The main, five-bay house and lofted buildings, sort of set diagonally across the 26.7-acre land block from the lodge, could fool some into thinking it’s a new/modern build, given its crisp external render with contrasting corner quoins, pvc ‘Georgian-style’ double glazing throughout, plus similar glazing carried over into the slate-roofed front porch and side sun room, and there’s oil central heating and pretty assured creature comfort given it scores a B3 BER.

Accommodation is over three levels
Accommodation is over three levels

Rooms inside are on a simple plan.

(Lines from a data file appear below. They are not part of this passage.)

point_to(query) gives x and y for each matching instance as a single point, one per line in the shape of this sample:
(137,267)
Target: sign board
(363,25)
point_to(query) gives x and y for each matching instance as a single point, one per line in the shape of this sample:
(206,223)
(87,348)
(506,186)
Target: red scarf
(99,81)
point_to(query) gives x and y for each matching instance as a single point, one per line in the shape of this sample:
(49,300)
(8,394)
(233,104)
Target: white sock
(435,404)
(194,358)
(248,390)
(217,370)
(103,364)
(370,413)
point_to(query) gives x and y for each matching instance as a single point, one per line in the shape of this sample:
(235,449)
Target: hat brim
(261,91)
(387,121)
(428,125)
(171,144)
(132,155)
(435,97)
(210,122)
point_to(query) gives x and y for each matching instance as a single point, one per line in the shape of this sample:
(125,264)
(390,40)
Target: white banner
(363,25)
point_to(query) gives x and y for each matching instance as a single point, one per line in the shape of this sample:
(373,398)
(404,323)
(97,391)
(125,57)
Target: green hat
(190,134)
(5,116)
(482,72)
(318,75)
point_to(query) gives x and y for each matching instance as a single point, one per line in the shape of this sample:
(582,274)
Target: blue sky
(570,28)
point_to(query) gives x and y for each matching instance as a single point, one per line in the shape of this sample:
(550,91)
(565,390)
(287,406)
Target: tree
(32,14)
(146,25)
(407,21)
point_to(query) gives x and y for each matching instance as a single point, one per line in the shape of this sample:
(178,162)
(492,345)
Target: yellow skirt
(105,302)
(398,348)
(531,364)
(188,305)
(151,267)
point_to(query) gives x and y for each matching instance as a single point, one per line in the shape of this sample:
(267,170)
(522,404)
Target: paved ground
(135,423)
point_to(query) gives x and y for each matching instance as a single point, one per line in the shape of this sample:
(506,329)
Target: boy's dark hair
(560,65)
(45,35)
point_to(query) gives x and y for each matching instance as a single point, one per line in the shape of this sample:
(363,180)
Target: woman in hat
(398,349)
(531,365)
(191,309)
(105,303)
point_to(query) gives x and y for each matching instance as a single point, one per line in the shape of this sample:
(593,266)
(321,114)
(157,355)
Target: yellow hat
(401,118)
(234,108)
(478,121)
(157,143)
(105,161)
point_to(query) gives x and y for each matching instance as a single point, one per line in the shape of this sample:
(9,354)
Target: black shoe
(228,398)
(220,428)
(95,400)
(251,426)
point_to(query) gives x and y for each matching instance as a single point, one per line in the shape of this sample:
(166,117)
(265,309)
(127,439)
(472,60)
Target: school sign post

One per corner, most of them double aspect, with the front living room (with insert electric fire in a white marble surround) on the left, plus the kitchen behind it, each opening to a glazed sun room with solid, curved roof on the side gable.

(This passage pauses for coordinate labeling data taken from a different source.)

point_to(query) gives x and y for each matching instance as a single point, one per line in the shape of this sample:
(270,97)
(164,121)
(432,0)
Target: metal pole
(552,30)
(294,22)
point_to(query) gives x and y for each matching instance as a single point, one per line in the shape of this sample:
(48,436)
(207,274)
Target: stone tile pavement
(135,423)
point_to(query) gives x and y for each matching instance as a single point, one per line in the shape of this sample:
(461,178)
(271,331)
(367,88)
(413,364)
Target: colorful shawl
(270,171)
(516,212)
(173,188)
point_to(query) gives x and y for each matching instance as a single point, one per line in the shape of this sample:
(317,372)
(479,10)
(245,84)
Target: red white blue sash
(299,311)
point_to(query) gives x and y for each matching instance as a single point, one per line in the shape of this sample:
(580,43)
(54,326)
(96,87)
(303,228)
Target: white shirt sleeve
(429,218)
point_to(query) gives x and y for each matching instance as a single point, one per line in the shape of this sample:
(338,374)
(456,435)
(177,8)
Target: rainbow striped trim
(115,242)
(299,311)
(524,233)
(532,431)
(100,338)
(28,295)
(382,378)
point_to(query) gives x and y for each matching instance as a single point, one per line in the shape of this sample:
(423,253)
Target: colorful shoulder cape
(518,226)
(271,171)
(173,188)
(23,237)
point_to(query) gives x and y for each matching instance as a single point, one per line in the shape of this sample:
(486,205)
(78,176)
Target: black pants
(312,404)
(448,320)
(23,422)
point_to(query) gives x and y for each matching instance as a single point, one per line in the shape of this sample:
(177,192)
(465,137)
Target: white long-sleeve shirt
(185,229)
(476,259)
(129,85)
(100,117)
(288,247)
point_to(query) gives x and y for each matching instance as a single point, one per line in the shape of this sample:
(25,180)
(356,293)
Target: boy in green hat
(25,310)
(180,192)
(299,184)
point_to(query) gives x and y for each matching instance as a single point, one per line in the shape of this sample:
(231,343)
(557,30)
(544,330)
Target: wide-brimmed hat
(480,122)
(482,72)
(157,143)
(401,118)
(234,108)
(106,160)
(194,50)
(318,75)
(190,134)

Across the hall is a formal dining room, with dark, original period stone fireplace, and behind is a family room with stove and external access to a parking area by the well-conserved stone outbuildings.

Main rooms inside have coved ceilings, with some ceiling roses and the central hall is in two sections, with internal arches, the wider one in varnished hardwood with six panes fanning out above the door.

Three-bed lodge is in top order too
Three-bed lodge is in top order too

Also in gleaming hardwood is the carpeted stairs’ newels and spindles, repositioned after an internal reordering to sit in the middle of the hall’s far end, with a section then off the return to the first floor to the right, and on up to the second floor (the family’s first sleeping quarters!) to the right: the bifurcated split gives an unusual feel to the home’s internal levels.

Overall condition is immaculate – the vendors are clearly house proud – and the net effect of having so much work down might be that there is very little ‘patina’ of original finishes left in the actual house, inside and outside, so refinished is it.

That will be seen as a positive to those who don’t want to take on a project, and who want a ready-made family home with all of the trimmings.

For those who do want a project, there’s always the huge scope in the extensive stone buildings, a mix of single and double-storey lofted beauties, which could be repurposed for business, pleasure, games, guests or more.

And, given this is Bandon, there’ll surely be those into country pursuits and keeping horses, and the land’s two main divisions will be great for grazing, charging about, hobby farming, leasing out for income or other uses, while making decent, functioning stables

will be an easy task given the highly adaptable venerable structure.

Might others have back-yard business uses for the same buildings? Food? Furniture making? Craft? Storage? All options are here.

VERDICT: A period home that feels close to new.